Many apologies if I am doing something obviously wrong. I have looked at this over and over and I can’t see it. Thanks.

Hi Cablesb,

This looks like a compiler error to me. If you look at the -Minfo output you’ll see that the compiler is using the default value of “100000” in the copy:

% pgf90 -ta=nvidia -Minfo=accel test.f90 
dbl_it:
     23, Generating present_or_copyin(a(1:100000))
         Generating present_or_copyout(r(1:100000))
         Generating compute capability 1.0 binary
         Generating compute capability 2.0 binary
     24, Loop is parallelizable
         Accelerator kernel generated
         24, !$acc loop gang, vector(128) ! blockidx%x threadidx%x
             CC 1.0 : 10 registers; 48 shared, 0 constant, 0 local memory bytes
             CC 2.0 : 14 registers; 0 shared, 64 constant, 0 local memory bytes

In the original code, the compiler correctly uses “n” for the size:

% pgf90 -ta=nvidia -Minfo=accel test2.f90
main:
     21, Generating present_or_copyin(a(1:n))
         Generating present_or_copyout(r(1:n))
         Generating compute capability 1.0 binary
         Generating compute capability 2.0 binary
     22, Loop is parallelizable
         Accelerator kernel generated
         22, !$acc loop gang, vector(128) ! blockidx%x threadidx%x
             CC 1.0 : 10 registers; 52 shared, 0 constant, 0 local memory bytes
             CC 2.0 : 14 registers; 0 shared, 68 constant, 0 local memory bytes

The main difference in the two codes is the “if ( n .le. 0 ) n = 100000” in the original.
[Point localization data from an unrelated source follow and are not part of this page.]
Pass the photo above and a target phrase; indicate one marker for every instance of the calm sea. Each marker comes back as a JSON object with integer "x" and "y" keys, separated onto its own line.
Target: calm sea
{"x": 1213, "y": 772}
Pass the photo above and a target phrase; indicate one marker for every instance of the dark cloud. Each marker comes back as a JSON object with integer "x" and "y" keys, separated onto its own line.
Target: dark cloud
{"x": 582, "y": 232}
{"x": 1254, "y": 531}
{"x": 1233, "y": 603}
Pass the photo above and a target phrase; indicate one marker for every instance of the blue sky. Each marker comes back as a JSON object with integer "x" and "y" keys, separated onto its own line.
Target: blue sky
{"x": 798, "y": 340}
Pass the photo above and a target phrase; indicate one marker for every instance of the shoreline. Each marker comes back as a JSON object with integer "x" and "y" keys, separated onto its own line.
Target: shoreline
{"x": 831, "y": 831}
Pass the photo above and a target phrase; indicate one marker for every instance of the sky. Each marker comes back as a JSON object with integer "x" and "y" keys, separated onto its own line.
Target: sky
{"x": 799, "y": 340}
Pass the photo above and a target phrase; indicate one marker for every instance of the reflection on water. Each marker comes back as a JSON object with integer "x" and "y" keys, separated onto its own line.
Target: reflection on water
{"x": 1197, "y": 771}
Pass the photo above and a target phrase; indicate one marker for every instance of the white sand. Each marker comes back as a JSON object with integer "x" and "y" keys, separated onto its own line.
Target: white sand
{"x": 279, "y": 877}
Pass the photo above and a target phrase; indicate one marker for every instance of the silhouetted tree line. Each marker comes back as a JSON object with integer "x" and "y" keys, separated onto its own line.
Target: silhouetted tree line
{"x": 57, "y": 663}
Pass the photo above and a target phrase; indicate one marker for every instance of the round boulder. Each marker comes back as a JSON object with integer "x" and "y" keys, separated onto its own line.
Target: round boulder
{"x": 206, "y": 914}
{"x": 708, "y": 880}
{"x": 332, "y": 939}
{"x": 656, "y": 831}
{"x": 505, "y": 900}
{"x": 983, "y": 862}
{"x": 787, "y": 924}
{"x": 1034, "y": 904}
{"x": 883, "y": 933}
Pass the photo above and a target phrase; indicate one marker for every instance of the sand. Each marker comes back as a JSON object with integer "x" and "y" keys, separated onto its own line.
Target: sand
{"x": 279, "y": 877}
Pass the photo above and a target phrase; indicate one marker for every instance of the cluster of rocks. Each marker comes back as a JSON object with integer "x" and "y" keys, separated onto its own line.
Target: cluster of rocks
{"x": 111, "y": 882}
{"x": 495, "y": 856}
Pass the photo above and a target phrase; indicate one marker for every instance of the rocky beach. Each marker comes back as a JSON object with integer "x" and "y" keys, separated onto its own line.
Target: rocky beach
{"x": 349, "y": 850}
If you add this if statement or add copy clauses to specifically set the size, this will work around the problem.

% cat test.f90 
program dbl_it

integer :: n,i
real,dimension(:),allocatable :: a, r, e
character(10) :: arg1

if (iargc() > 0) then
  call getarg(1,arg1)
  read(arg1,'(i10)') n
else
  n=100000
endif

! ADD THIS
if( n .le. 0 ) n = 100000

allocate(a(n),r(n),e(n))

do i=1,n
  a(i)=2.*i
enddo

! OR ADD THIS
!$acc region copyin(a), copyout(r)
do i=1,n
  r(i)=2.*a(i)
enddo
!$acc end region

do i=1,n
  e(i)=2.*a(i)
enddo

do i=1,n
  if (r(i) /= e(i)) then
    print *, i,r(i),e(i)
    stop 'error found'
  endif
enddo

print *, n,'iterations completed'

end program	
% pgf90 -ta=nvidia -Minfo=accel test.f90
dbl_it:
     24, Generating present_or_copyout(r(:))
         Generating present_or_copyin(a(:))
         Generating compute capability 1.0 binary
         Generating compute capability 2.0 binary
     25, Loop is parallelizable
         Accelerator kernel generated
         25, !$acc loop gang, vector(128) ! blockidx%x threadidx%x
             CC 1.0 : 10 registers; 64 shared, 0 constant, 0 local memory bytes
             CC 2.0 : 14 registers; 0 shared, 80 constant, 0 local memory bytes
% a.out 1000000
      1000000 iterations completed

I’ve submitted TPR#18950 to engineering for further investigation. Note that this is a zero-day bug that occurs in every compiler version. Thanks for finding it!

  • Mat

So it wasn’t me??? Wow. That’s a first! :) Anyway, thanks for the tip, and glad to be of service.